[openstack-dev] Dynamic Policy

Henry Nash henryn at linux.vnet.ibm.com
Wed Nov 19 12:57:04 UTC 2014


Hi Adam,

So a comprehensive write-up...although I'm not sure we have made the case for why we need a complete rewrite of how policy is managed.  We seemed to have lept into a solution without looking at other possible solutions to the problems we are trying to solve.  Here's a start at an alternative approach:

Problem 1: The current services don't use the centralised policy store/fetch of keystone, meaning that a) policy file management is hard, and b) we can't support the policy-per-endpoint style of working
Solution: Let's get the other services using it!  No code changes required in Keytsone.  The fact that we haven't succeeded before, just means we haven't tried hard enough.

Problem 2: Different domains want to be able to create their own "roles" which are more meaningful to their users...but our "roles" are global and are directly linked to the rules in the policy file - something only a cloud operator is going to want to own.
Solution: Have some kind of domain-scoped role-group (maybe just called "domain-roles"?) that a domain owner can define, that maps to a set of underlying roles that a policy file understands (see: https://review.openstack.org/#/c/133855/). [As has been pointed out, what we are really doing with this is finally doing real RBAC, where what we call roles today are really capabilities and domain-roles are really just roles].  As this evolves, cloud providers could slowly migrate to the position where each service API is effectively a role (i.e. a capability) and at the domain level there exists the "abstraction that makes sense for the users of that domain" into the underlying capabilities. No code changes...this just uses policy files as they are today (plus domain-groups) - and tokens as they are too. And I think that level of functionality would satisfy a lot of people. Eventually (as pointed out by samuelmz) the policy "file" could even simply become the definition of the service capabilities (and whether each capability is "open", "closed" or "is a role")...maybe just registered and stored in the service entity the keystone DB (allowing dynamic service registration). My point being, that we really didn't require much code change (nor really any conceptual changes) to get to this end point...and certainly no rewriting of policy/token formats etc.  [In reality, this last point would cause problems with token size (since a broad admin capability would need a lot of capabilities), so some kind a collections of capabilities would be required.]
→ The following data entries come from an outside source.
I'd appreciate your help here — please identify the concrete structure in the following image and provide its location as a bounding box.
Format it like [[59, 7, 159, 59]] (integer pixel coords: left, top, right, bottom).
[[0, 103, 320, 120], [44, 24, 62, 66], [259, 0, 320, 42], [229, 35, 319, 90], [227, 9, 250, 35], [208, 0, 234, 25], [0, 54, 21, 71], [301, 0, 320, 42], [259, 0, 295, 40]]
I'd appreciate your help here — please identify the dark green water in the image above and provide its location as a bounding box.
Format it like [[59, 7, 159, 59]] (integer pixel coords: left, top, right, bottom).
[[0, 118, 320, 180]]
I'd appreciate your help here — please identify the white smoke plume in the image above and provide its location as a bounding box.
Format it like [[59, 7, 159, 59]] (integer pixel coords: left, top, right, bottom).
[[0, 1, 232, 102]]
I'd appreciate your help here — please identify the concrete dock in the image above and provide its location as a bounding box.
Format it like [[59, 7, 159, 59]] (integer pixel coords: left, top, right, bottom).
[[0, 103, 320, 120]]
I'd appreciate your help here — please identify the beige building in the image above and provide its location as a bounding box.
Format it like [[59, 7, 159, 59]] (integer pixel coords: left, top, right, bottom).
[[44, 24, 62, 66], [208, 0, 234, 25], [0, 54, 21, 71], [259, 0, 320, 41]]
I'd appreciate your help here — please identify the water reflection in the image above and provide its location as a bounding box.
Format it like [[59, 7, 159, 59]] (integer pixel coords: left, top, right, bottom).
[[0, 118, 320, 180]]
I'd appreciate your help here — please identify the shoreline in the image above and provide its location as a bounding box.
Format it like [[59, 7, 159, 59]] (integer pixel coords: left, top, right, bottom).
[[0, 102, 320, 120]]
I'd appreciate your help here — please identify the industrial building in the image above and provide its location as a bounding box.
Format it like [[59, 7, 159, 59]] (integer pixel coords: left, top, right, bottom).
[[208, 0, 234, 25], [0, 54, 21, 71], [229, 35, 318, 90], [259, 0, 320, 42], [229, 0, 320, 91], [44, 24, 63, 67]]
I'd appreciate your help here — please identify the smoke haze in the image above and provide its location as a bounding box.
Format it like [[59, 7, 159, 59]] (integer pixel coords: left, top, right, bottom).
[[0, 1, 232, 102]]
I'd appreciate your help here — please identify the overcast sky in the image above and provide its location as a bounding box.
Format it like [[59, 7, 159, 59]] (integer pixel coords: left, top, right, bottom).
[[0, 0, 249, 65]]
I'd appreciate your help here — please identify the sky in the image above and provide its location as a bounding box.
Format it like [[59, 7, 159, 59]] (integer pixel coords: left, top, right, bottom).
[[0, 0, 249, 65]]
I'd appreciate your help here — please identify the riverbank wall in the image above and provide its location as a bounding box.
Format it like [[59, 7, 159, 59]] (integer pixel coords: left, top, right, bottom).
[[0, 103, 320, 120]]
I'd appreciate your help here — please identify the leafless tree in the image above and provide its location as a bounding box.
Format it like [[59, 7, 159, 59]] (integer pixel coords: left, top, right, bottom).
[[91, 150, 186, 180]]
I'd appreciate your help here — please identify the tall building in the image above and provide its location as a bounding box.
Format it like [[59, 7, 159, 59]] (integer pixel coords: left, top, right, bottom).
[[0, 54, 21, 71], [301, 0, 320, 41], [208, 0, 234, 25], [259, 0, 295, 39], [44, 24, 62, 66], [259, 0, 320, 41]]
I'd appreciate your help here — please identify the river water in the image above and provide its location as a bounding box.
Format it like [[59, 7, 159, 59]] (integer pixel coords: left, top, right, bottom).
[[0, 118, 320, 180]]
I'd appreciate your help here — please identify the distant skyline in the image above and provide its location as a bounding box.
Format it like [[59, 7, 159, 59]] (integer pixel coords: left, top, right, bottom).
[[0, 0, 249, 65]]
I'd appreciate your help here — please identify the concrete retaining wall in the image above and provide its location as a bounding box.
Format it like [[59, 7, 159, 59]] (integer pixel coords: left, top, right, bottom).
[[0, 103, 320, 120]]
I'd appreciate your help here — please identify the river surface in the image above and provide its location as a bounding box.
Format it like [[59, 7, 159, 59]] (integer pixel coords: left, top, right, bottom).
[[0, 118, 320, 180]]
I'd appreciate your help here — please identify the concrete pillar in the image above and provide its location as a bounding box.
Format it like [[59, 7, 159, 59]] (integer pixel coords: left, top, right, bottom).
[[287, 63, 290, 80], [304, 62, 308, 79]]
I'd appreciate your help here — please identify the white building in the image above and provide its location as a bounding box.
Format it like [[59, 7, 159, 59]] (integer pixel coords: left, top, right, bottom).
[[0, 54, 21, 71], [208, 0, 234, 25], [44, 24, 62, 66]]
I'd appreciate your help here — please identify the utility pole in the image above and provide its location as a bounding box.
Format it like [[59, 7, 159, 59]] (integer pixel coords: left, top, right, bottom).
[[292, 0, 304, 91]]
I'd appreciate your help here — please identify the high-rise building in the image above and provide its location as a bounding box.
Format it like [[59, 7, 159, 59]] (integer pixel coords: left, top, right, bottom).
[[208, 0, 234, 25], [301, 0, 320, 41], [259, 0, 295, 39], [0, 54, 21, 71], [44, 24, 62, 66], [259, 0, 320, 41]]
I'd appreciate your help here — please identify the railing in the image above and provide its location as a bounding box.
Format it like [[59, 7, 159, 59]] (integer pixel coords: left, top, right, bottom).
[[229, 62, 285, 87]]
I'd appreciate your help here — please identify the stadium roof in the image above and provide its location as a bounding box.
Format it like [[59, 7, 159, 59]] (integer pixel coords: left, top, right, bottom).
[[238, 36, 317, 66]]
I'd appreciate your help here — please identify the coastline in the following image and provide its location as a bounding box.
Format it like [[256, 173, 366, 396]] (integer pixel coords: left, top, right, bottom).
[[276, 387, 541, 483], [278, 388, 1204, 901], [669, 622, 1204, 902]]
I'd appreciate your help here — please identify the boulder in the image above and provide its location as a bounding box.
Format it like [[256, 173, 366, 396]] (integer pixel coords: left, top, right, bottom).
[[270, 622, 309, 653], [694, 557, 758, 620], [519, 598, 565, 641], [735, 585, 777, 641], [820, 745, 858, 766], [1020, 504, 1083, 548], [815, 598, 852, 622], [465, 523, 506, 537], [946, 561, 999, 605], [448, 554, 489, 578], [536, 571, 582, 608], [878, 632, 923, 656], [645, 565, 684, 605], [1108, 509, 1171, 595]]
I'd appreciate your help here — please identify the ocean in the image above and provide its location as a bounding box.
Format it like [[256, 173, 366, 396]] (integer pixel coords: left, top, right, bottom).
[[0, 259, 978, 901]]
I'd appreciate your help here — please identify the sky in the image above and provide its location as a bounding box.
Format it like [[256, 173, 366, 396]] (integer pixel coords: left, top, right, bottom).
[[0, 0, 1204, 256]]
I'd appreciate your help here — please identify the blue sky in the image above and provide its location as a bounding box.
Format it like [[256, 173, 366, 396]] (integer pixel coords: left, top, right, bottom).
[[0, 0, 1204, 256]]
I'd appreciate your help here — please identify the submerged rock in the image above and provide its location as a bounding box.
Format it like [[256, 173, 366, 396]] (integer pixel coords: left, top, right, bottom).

Problem 3: A cloud operator wants to be able to enable resellers to white label her services (who in turn may resell to others) - so needs some kind of inheritance model so that service level agreements can be supported by policy (e.g. let the reseller give the support expert from the cloud provider have access to their projects).
Solution: We already have hierarchical inheritance in the works...so that we would allow a reseller to assign roles to a user/group from the parent onto their own domain/project. Further, domain-roles are just another thing that can (optionally) be inherited and used in this fashion.

My point about all the above is that I think while what you have laid out is a great set of steps....I don't think we have conceptual agreement as to whether that path is the only way we could go to solve out problems.

Henry
On 18 Nov 2014, at 23:40, Adam Young <ayoung at redhat.com> wrote:

> There is a lot of discussion about policy.  I've attempted to pull the majority of the work into a single document that explains the process in a step-by-step manner:
> 
> 
> http://adam.younglogic.com/2014/11/dynamic-policy-in-keystone/
> 
> Its really long, so I won't bother reposting the whole article here.  Instead, I will post the links to the topic on Gerrit.
> 
> https://review.openstack.org/#/q/topic:dynamic-policy,n,z
> 
> 
> There is one additional review worth noting:
> 
> https://review.openstack.org/#/c/133855/
> 
> Which is for "private groups of roles"  specific to a domain.  This is related, but not part of the critical path for the things I wrote above.